By Tezcan Gecgil, PhD
For many people, investing in shares may initially sound confusing. They may also think that they do not earn enough money to start investing in the stock market.
September has so far has been a buckle-up-and-hold-on sort of month. The resulting volatility makes many investors nervous. But even if we only have little to spare every month, we can all invest. That investment could grow with compound interest over time to a surprisingly large amount. This decline in September could possibly present viable potential opportunities for long-term investors.
Let me first offer some terminology for investors who are just getting interested in the stock market. London has always sat at the centre of global financial markets. As a result, global companies have been attracted to list there. The London Stock Exchange (LSE) is the primary stock exchange in the UK and the largest in Europe.
LSE website describes the FTSE (pronounced Footsie) Group as “an independent organisation jointly owned by the Financial Times and the London Stock Exchange.” It has a wide range of indices that cover cover not only the UK but also other markets worldwide.
The FTSE 100 is the most famous index in the UK. It began in 1984. Most of the 100 companies in the index are multinational conglomerates.

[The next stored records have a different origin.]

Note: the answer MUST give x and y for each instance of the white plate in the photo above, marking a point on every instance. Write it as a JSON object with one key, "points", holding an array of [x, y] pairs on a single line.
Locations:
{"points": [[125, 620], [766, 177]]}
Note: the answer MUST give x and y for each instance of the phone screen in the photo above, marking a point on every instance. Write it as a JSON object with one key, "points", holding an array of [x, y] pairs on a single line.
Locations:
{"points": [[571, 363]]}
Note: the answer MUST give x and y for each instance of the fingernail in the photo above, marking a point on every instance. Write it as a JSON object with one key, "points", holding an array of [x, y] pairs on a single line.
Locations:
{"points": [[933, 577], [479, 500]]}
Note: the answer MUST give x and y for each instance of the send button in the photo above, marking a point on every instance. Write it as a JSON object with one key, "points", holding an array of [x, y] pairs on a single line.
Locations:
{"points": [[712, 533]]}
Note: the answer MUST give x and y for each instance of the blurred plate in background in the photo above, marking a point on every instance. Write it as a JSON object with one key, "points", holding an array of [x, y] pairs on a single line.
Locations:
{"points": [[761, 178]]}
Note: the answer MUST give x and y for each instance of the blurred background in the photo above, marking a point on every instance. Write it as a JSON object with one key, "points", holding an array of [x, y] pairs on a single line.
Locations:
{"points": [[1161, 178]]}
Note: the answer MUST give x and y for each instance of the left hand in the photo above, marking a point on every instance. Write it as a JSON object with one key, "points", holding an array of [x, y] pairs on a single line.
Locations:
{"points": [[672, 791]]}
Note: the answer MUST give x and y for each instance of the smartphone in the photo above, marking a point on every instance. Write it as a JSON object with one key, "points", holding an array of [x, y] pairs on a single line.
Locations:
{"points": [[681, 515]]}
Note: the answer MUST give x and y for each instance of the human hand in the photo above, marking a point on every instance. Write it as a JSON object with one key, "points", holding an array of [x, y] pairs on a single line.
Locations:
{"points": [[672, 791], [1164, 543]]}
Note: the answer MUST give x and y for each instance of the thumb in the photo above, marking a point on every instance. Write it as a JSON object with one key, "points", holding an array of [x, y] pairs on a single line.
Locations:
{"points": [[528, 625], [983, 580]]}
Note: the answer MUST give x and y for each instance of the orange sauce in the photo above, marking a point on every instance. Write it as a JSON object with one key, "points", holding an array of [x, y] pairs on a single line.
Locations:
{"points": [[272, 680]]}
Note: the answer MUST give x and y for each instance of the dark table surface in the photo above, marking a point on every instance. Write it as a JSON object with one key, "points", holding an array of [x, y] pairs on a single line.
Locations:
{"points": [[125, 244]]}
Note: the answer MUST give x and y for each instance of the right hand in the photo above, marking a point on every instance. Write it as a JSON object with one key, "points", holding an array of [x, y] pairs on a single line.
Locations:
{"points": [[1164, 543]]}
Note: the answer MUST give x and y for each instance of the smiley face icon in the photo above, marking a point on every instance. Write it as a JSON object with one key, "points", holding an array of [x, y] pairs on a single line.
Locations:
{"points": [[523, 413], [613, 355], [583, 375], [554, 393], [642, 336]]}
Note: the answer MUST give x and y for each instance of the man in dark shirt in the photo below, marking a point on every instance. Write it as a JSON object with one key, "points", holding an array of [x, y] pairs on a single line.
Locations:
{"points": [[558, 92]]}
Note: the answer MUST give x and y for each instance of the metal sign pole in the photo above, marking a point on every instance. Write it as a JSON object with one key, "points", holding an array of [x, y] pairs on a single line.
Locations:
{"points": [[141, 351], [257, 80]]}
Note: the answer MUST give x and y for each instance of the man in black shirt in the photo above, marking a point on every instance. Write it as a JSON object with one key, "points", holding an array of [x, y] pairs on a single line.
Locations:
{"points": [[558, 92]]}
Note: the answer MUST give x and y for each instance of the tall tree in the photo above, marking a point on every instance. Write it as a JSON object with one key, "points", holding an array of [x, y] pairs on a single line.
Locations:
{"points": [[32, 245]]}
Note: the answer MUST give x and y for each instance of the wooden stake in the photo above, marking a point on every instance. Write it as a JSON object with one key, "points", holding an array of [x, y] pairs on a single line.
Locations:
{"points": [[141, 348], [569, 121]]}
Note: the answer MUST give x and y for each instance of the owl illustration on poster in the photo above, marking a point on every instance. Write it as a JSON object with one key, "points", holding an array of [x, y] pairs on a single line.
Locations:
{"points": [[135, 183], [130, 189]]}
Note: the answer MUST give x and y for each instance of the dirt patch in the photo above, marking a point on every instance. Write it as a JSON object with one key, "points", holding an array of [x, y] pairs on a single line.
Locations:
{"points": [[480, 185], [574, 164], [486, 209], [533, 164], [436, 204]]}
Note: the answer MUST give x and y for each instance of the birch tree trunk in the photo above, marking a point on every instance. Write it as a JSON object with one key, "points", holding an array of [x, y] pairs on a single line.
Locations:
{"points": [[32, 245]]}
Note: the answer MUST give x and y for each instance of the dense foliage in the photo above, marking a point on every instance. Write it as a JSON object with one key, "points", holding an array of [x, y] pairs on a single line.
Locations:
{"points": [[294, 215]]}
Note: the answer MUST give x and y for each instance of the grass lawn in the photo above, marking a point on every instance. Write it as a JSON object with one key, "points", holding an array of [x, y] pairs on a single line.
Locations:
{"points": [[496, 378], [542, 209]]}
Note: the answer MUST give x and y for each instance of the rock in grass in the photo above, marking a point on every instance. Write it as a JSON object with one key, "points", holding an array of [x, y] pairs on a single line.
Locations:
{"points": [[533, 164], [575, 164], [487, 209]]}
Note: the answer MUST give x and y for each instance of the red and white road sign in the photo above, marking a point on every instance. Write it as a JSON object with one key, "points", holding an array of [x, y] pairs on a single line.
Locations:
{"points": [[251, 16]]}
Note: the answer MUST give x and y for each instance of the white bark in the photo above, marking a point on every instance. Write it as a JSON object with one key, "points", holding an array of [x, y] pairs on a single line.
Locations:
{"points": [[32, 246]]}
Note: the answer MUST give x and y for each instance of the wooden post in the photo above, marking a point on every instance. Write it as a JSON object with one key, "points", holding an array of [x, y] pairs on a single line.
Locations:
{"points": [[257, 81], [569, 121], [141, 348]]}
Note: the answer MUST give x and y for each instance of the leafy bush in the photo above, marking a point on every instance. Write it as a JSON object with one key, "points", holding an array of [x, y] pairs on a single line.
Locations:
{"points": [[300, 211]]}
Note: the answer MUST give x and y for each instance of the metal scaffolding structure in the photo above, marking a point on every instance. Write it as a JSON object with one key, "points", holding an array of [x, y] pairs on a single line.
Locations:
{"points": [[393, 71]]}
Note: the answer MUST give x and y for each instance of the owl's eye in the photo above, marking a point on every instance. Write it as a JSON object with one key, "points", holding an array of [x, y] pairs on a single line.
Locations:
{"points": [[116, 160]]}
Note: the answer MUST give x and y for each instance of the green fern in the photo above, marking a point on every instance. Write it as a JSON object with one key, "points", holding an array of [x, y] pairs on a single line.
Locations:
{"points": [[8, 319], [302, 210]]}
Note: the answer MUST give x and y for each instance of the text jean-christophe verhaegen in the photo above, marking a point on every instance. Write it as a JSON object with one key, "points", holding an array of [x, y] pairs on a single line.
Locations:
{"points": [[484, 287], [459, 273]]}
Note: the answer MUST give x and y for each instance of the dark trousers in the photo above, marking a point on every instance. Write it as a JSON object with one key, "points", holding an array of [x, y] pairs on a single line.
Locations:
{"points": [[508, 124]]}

Although many of them have UK headquarters, quite a number of the listed businesses have their headquarters in other countries.
The junior index, i.e., the FTSE 250, consists of the 101st to the 350th largest companies listed on the LSE. The FTSE 250 was launched in 1992. Member businesses typically have a more UK-based domestic focus. As a result, they may be affected by shorter-term developments in the UK economy.
2020 is a difficult year
Seasoned investors would concur that over the long run, the stock market returns about 6% to 8% annually, on average. That metric accounts for various market downturns, including occasional crashes.
However, so far in the year, both FTSE 100 and FTSE 250 indices are down over 20%. In other words, they are technically in bear market territory.
On the other hand, if we had looked at the numbers in early January 2020, the indices would have been up around 12% and 25% respectively, over the previous 12 months.
We must note that these increases (or decreases) in the index levels do not include the dividend payments made to company shareholders. Both markets are well-known for relatively high dividends. Average dividend yields for the FTSE 100 and the FTSE 250 are about 4.3% and 3.2% respectively.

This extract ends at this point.